Run the table — Gottlieb’s Bank-A-Ball is an electromechanical single-player wrapped in a billiards theme, and it comes from the legendary designer Ed Krynski with art by the great Roy Parker, a pairing of two of Gottlieb’s most cherished creative talents. With reel scoring and a confirmed run of 3,400, it’s a handsome and popular woodrail-era Gottlieb celebrating the pool hall.
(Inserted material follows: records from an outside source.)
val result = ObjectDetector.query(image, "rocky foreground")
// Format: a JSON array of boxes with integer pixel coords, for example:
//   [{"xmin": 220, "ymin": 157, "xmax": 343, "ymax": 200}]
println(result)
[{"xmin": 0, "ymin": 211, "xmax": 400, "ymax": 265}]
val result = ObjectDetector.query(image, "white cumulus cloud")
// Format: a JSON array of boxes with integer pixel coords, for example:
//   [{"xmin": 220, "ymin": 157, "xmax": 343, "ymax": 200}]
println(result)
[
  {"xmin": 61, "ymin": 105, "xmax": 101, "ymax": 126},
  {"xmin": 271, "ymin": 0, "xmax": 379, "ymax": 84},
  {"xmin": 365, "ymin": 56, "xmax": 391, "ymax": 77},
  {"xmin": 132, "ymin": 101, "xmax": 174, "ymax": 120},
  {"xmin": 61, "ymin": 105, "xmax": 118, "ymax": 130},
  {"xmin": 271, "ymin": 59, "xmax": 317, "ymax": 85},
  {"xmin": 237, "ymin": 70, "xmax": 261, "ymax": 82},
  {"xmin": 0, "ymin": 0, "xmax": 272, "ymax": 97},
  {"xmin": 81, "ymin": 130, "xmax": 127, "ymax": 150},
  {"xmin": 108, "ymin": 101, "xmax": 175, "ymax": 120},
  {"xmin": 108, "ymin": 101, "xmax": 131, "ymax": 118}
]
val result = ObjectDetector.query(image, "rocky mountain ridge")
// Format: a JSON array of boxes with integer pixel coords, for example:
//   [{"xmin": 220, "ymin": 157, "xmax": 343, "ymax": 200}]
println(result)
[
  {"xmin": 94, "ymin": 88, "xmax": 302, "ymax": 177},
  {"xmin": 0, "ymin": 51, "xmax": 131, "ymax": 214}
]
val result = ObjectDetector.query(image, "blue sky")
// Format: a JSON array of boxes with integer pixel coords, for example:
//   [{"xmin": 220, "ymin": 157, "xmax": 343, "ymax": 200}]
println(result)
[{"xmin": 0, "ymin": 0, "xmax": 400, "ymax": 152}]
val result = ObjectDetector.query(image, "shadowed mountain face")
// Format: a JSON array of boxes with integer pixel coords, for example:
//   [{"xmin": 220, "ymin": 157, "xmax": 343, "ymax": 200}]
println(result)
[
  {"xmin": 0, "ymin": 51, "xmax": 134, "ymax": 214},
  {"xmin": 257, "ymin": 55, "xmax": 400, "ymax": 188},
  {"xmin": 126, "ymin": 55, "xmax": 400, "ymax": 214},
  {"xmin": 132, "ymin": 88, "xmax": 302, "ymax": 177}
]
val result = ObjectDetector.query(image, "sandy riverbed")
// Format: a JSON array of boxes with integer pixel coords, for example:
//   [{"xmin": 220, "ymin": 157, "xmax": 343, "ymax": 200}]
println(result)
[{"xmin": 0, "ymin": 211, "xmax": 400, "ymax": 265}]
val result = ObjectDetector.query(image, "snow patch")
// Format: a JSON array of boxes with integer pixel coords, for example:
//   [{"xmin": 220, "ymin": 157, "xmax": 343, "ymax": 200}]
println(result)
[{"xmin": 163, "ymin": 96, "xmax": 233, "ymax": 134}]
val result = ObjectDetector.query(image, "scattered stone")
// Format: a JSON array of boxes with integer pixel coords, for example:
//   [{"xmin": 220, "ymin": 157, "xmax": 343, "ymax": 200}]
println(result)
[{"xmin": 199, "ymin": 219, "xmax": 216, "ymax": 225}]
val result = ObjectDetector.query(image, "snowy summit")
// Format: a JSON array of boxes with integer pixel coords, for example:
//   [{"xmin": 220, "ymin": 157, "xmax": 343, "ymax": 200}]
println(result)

The layout is elegantly focused in the classic Gottlieb tradition: two flippers, three pop bumpers, a pair of slingshots, and a generous seven standup targets. Those seven standups are the heart of the game, giving a sharp-shooting player a satisfying field of targets to work through — a clean, target-focused design that rewards accurate shooting, evoking the precision of running a pool table. The three pop bumpers keep the ball lively up top, and the pair of slingshots adds bounce, all in service of the timeless billiards theme. It’s the kind of straightforward, well-balanced layout that made these Krynski-and-Parker machines such enduring pleasures.
Bank-A-Ball is a fine showcase of the celebrated Krynski-and-Parker craft, pairing an evergreen billiards theme with a satisfying, standup-rich playfield and Parker’s warm artwork. The pool-hall motif was a perennial favorite, and this machine translates its precision into rewarding pinball. For the collector who loves the golden age of EM pinball and its greatest creative talents, it’s a rewarding find. Work those seven standups, ride the bumpers, and run the table. Some machines capture the satisfying precision of their theme, and this Gottlieb billiards classic banks a beauty every time. Chalk up and drop a coin.